With high temperatures and a blistering sun, the introduction of the first life to Venus’s equator will be difficult. The spots used for the seeding of the most basic forms of life – microorganisms – will need to be places like the narrow north-south clefts between rocks where nutrients and water exist and there is plenty of shade. Places like this on Earth can be shallow as in a limestone Karst landscape or very deep as in some desert oases. Key nutrients may need to be artificially supplied, but choosing a place where both water and nutrients exist naturally would help life to spread beyond the narrow confines of the cleft.

This gradual addition of life, from the microorganisms up toward more advanced plants and animals would help to create a shaded ecosystem where only mature trees would receive the sun’s full intensity and everything else benefits from the shade. The trees would also support the rest of the ecosystem by the production of edible flowers, fruit, leaves and bark.

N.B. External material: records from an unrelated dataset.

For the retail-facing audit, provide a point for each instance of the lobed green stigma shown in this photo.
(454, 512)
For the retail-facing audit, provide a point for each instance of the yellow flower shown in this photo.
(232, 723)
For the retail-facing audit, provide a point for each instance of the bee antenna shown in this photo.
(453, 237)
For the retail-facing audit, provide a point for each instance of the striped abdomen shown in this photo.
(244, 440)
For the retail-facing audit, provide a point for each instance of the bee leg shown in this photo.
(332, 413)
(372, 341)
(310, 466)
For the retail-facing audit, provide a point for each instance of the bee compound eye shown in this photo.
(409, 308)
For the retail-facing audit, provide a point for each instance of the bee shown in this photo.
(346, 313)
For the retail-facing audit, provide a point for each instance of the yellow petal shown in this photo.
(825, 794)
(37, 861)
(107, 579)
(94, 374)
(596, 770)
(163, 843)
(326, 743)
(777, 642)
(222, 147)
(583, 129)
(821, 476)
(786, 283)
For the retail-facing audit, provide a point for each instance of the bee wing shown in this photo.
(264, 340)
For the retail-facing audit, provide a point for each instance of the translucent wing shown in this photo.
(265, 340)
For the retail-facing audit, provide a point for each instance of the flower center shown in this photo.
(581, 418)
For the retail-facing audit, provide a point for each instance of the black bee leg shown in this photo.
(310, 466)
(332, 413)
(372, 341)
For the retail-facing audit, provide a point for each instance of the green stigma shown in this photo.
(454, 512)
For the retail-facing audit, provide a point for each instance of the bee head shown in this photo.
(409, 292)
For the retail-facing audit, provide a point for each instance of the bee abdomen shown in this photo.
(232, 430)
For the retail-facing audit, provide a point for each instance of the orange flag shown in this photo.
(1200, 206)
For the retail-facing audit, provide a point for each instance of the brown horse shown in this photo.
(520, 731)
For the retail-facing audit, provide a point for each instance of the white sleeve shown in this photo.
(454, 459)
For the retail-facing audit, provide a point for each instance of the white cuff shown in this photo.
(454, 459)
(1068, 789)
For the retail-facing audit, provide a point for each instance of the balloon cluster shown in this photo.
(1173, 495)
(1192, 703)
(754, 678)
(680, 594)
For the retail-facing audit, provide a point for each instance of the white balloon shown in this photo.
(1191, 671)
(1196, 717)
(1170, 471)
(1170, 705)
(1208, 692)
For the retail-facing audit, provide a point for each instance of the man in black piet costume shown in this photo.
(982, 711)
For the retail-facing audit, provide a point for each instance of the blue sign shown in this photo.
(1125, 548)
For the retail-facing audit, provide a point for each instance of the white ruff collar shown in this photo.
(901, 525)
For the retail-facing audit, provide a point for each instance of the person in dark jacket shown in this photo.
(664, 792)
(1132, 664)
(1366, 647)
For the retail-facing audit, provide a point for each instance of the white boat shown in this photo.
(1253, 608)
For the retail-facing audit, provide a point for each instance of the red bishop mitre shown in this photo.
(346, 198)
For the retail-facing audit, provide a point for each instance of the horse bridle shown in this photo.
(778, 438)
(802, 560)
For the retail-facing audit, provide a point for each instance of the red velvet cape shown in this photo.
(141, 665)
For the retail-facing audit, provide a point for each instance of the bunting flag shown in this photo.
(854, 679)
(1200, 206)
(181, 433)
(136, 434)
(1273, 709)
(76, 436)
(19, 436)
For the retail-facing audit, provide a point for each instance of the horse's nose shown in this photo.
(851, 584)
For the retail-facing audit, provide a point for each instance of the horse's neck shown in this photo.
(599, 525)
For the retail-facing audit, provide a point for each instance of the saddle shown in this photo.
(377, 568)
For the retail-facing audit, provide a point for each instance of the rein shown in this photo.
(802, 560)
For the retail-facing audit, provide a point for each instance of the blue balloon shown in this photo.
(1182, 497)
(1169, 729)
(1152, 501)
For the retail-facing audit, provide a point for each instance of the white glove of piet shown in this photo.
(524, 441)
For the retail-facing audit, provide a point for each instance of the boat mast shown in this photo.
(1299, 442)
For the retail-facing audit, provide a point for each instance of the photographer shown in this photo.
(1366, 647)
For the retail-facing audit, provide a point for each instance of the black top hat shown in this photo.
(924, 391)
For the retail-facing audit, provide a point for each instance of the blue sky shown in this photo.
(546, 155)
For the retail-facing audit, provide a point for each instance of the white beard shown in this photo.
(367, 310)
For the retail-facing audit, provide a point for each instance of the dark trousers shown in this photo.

To help the trees spread beyond the original narrow cleft would require seed dispersal by species which can move outside their ecosystem. Nocturnal fruit bats could do this, but would need more protection from the sun’s heat than just a daytime roost in the branches of  semi-mature trees. This may mean artificial shelters need constructing or lava tubes locating so that they can survive daytime temperatures.

Additionally nocturnal fruit bats on earth only fly on moonlit nights, which with no Venusian moon would mean they would need another way to find their way about in the dark. This might mean everything in these forests would need to be luminous, or that fruit bats would need to borrow echo location from their insectivorous cousins.